Hepçil olmalarına rağmen Tavşan Balıkları büyük miktarlarda bitkisel besine ihtiyaç duyar ve harika birer alg yiyicidirler. Yaygın olarak satışa sunulan üç veya dört türden ikisi, saçsı algi iştahla yer ve bu durum onları günümüzde birçok akvaryum için kıymetli hâle getirmektedir.

Tilki Suratlı Tavşan Balığı
En yaygın şekilde satışa sunulan tür, 25 cm. uzunluğa erişebilen Tilki Suratlı Tavşan Balığıdır (Siganus vulpinus). Biraz daha iri yapılı ve vulpinus’a oldukça benzeyen Görkemli Tavşan Balığı (Siganus magnificus) da iyi bir alg yiyicidir. Her iki tür de, çayırdaki inekler gibi, hem istenen hem istenmeyen tüm algleri afiyetle yer.

Çoğu insan tüm Tavşan Balıklarının harika alg yiyiciler olduğunu zanneder ama ben Mavi Noktalı Tavşan Balığı'nın (Siganus corallinus) alg sorunlarının giderilmesinde fayda sağlamadığını, bunun yerine hayvansal ve hazır bitkisel besinleri tükettiğini gördüm.
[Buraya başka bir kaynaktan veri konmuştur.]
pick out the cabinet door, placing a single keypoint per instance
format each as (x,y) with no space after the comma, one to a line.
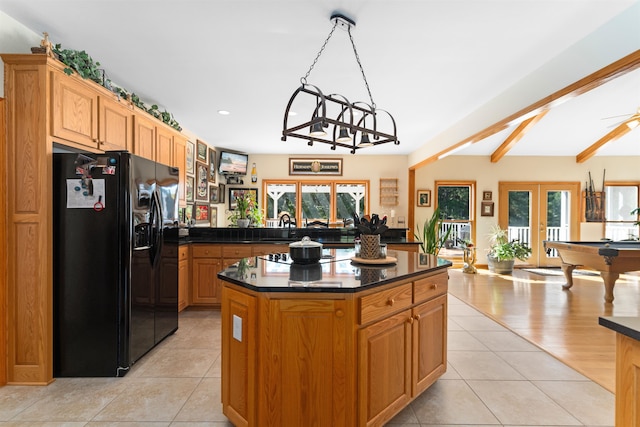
(164,146)
(239,345)
(430,342)
(75,111)
(308,373)
(205,285)
(180,162)
(144,137)
(115,130)
(384,368)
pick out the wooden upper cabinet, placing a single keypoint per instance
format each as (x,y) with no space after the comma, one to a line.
(164,146)
(144,138)
(115,125)
(75,111)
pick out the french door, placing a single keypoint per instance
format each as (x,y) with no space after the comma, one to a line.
(537,211)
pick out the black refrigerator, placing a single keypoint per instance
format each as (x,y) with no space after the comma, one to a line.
(115,288)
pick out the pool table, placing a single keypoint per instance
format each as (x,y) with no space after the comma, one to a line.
(608,257)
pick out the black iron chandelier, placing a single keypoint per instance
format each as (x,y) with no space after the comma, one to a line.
(335,120)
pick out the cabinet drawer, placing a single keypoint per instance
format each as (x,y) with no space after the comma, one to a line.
(429,287)
(206,251)
(383,303)
(183,252)
(236,251)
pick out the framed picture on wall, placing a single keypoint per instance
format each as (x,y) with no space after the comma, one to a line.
(213,216)
(189,190)
(213,194)
(201,154)
(221,193)
(202,181)
(202,214)
(486,209)
(191,157)
(424,198)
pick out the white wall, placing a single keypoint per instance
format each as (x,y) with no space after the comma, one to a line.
(487,176)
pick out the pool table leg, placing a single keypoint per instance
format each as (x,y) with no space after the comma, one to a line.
(567,269)
(609,282)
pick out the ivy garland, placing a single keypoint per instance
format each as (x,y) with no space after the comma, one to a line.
(87,68)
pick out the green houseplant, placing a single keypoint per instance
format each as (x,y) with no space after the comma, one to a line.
(431,240)
(246,212)
(503,252)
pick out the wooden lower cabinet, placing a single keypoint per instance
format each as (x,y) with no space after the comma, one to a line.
(330,359)
(183,277)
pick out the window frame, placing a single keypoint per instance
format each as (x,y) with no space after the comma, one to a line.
(333,184)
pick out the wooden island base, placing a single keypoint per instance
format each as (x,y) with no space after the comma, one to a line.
(292,358)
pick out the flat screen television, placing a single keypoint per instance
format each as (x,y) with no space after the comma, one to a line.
(233,163)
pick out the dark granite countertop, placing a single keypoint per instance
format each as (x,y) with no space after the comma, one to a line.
(334,273)
(286,235)
(629,326)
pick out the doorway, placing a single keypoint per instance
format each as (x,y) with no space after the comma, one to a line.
(537,211)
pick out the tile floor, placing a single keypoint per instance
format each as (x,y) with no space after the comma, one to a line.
(494,377)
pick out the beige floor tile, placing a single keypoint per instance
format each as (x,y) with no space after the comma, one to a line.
(520,402)
(463,340)
(481,365)
(150,399)
(451,402)
(478,323)
(586,400)
(540,366)
(75,399)
(504,341)
(178,362)
(205,404)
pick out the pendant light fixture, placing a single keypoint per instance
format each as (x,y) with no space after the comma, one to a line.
(336,112)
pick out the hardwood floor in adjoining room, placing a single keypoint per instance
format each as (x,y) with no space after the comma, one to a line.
(562,322)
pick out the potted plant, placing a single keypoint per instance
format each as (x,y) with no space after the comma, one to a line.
(503,252)
(431,240)
(246,212)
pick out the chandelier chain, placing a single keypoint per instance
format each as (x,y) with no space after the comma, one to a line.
(303,80)
(355,51)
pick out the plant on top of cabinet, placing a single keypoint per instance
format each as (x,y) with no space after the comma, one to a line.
(82,63)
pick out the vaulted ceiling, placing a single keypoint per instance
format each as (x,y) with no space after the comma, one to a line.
(446,69)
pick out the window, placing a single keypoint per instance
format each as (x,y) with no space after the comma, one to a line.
(324,201)
(620,201)
(456,201)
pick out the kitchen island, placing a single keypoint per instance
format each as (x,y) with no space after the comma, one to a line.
(333,343)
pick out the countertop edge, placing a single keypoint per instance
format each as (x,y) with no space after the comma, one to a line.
(628,326)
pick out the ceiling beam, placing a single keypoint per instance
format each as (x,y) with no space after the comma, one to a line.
(616,69)
(516,136)
(616,133)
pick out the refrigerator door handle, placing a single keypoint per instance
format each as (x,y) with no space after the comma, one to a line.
(157,228)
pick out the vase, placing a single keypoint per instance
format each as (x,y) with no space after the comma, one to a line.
(469,258)
(500,267)
(369,246)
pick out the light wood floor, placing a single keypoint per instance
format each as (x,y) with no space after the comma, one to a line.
(562,322)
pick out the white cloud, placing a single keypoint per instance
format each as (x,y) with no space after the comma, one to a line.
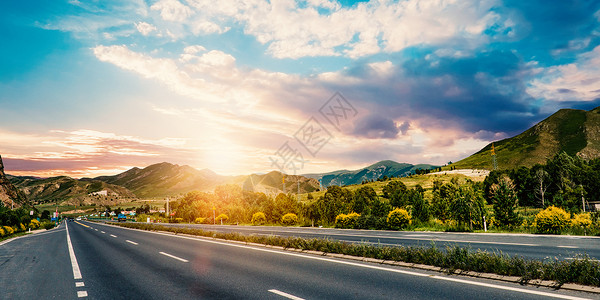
(145,28)
(292,31)
(172,10)
(570,82)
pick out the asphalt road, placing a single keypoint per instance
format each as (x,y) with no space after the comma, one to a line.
(109,262)
(526,245)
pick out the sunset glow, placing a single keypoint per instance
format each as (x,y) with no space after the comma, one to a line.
(92,88)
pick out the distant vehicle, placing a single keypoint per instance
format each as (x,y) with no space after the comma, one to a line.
(122,218)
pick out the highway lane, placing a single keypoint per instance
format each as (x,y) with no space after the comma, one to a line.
(526,245)
(120,263)
(37,266)
(123,263)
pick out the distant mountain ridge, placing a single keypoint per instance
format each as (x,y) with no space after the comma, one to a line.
(61,188)
(576,132)
(377,170)
(165,179)
(10,196)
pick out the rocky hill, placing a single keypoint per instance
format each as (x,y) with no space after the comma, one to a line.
(165,179)
(67,190)
(273,183)
(10,196)
(577,132)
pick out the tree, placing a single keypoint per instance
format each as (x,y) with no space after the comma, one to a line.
(363,198)
(505,203)
(419,205)
(443,196)
(393,187)
(336,201)
(398,218)
(289,219)
(45,215)
(541,187)
(258,218)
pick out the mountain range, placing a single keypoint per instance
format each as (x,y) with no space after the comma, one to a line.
(576,132)
(166,179)
(10,196)
(373,172)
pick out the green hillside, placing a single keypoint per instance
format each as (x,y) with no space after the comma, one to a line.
(377,170)
(577,132)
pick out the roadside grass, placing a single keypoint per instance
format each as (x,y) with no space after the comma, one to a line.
(454,259)
(13,235)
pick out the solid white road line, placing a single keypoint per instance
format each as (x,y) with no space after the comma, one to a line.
(173,256)
(283,294)
(368,266)
(74,264)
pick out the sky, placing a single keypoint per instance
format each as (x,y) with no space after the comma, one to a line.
(91,88)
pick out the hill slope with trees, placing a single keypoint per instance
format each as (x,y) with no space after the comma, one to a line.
(575,132)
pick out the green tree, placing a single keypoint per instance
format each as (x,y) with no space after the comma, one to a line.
(336,201)
(395,191)
(443,196)
(419,205)
(505,202)
(398,218)
(258,218)
(363,199)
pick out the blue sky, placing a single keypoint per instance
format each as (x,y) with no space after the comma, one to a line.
(96,87)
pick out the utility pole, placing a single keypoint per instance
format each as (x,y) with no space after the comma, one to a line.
(168,214)
(582,199)
(494,162)
(298,189)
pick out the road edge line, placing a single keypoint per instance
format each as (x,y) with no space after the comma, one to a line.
(490,276)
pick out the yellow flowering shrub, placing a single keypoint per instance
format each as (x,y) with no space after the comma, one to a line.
(552,220)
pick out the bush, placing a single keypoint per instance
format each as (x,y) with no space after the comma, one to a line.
(581,220)
(8,230)
(259,218)
(552,220)
(48,225)
(222,218)
(34,224)
(398,218)
(350,220)
(289,219)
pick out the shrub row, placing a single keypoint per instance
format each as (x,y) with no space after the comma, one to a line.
(581,270)
(556,220)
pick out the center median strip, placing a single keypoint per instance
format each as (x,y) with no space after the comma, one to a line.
(396,255)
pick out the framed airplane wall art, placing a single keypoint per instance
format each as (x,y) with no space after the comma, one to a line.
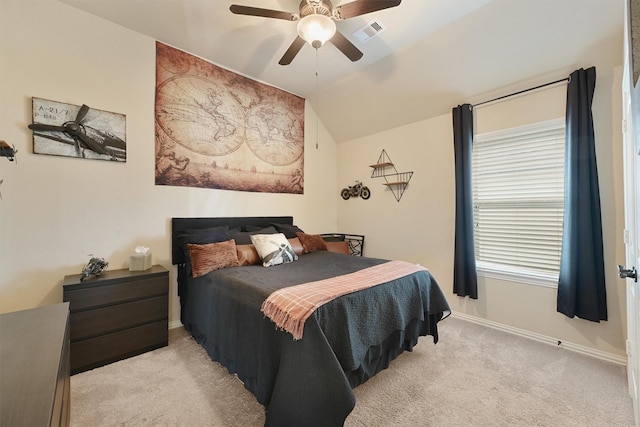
(69,130)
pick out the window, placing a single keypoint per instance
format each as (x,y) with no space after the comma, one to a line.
(518,195)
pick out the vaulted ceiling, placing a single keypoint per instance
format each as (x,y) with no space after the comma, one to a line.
(433,54)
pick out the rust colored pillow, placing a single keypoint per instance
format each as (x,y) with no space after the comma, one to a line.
(312,242)
(296,245)
(247,255)
(212,256)
(340,247)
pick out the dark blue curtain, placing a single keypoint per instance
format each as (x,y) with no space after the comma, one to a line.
(465,281)
(581,285)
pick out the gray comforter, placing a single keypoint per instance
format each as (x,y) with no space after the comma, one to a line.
(308,382)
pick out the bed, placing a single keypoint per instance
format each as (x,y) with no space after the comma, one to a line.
(306,380)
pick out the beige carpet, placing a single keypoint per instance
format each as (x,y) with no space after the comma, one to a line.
(475,376)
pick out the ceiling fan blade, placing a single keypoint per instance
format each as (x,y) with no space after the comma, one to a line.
(81,113)
(267,13)
(47,128)
(345,46)
(292,51)
(92,144)
(357,8)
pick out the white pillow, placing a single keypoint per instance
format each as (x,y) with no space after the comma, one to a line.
(273,249)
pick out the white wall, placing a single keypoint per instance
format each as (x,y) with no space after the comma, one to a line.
(420,228)
(55,211)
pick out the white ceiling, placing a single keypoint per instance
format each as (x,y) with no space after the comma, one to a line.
(434,55)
Eğer seçiminizi bir Tavşan Balığından yana kullanırsanız, akşam saatlerinde akvaryumda en sevdiği yere çekileceğini ve renklerinin çoğunu kaybedip oldukça lekeli bir görünüme bürüneceğini bilmelisiniz. Gündüz saatlerinde ise renklerini geri kazanır ve çeşitli alg oluşumlarını yemeye devam eder. Ayrıca yanlışlıkla battığında acı verebilen zehirli yüzgeç dikenlerinin olduğunu da unutmamalısınız; bu nedenle balığı yakalarken veya akvaryum bakımını yaparken dikkatli olmalısınız.

Blenniler

Blenniidae familyasının üyeleri, küçük balıklar olarak, küçük akvaryumlar için uygundur. Blenniidae familyası yaklaşık 50 cins ve 350 türle oldukça geniştir; bu türlerden sadece bazıları, başta mikro alg türleri olmak üzere, alg yer.
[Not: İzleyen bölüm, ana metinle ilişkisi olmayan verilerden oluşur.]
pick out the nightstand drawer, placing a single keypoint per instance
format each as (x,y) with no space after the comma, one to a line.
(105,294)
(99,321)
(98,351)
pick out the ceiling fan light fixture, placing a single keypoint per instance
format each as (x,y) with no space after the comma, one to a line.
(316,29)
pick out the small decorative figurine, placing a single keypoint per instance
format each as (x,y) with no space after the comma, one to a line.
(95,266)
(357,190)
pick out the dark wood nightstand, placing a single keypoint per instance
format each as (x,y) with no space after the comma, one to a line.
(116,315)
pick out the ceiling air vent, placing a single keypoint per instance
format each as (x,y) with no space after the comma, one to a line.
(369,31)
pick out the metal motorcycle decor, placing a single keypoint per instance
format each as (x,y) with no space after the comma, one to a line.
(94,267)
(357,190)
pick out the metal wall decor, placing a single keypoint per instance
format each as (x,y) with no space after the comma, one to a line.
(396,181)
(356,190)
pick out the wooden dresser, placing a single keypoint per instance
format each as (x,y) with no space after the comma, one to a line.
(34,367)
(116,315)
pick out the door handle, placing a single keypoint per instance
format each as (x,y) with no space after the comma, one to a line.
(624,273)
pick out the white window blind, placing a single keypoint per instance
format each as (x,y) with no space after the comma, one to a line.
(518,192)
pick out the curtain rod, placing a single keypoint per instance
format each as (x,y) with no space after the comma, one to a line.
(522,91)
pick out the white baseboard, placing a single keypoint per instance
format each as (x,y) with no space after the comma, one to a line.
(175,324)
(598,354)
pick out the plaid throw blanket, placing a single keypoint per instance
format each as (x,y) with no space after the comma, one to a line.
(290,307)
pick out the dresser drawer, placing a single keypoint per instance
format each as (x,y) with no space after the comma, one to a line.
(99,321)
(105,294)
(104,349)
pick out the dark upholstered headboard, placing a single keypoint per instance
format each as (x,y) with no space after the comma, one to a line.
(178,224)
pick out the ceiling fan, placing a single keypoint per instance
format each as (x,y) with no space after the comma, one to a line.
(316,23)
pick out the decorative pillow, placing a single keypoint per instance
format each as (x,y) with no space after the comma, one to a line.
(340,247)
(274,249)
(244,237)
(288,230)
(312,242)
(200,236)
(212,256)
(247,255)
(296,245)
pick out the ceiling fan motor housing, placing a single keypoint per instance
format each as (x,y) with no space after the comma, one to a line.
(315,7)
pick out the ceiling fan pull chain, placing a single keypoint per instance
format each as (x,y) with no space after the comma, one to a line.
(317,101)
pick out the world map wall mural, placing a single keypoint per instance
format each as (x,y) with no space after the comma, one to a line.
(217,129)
Siyah Yelken Yüzgeçli Blenni (Atrosalarias fuscus) yaklaşık 13 cm. uzunluğa erişebilen bir Hint-Pasifik türüdür. Çoğunlukla kıyı resifleri boyunca (ölü veya canlı) mercan dalları arasında yaşar. İpliksi ve mikro alg oluşumlarını yiyip bunların azaltılmasında yardımcı olur. Ancak ben bu türe ‘domuzcuk’ diyorum; diğer otçul türleri, onlara zarar vererek veya en azından strese girmelerine neden olarak, bulunduğu yerden uzak tutar. Ayrıca akvaryumda kendi türünden tek birey olarak bakılmalıdır çünkü farklı cinsiyetten olmadığı müddetçe, türdeşlerine karşı tahammül göstermez. Bu türle ilgili çok az bilinen bir şey cinsiyet konusudur; iki birey arasındaki cinsiyet durumu sadece birbirlerine olan yaklaşımdan anlaşılabilir.

Siyah Yüksek Yüzgeçli Blenni istenmeyen algleri kontrol altında tuttuğu kadar, yüzgeç yiyici olarak da nam salmıştır ve dolayısıyla küçük akvaryumlarda zorbaca davranabilir. Daha büyük akvaryumlarda da alg kontrolünde görev alabilir ve böyle bir ortamda çoğunlukla akvaryum arkadaşlarını daha az strese sokar.

Tarak Dişli Blenni
Cirripectes cinsine mensup, Tarak Dişli Blenniler olarak bilinen türler de harika birer alg yiyicidirler çünkü dudaklarında (çenelerinde değil) yaklaşık 100 adet ince diş bulunur ve bunları kullanarak, kayalarda ve akvaryumun her tarafında gelişen mikro algleri kazırlar. Ne yazık ki akvaryum ticaretinde nadir görülürler ve oldukça bölgecidirler; ayrıca çok iyi birer sıçrayıcıdırlar. Yine de bir Tarak Dişli Blenni türü bulabilirseniz, doğru akvaryum kurulumunda iyi bir alg yiyicisi olacaktır.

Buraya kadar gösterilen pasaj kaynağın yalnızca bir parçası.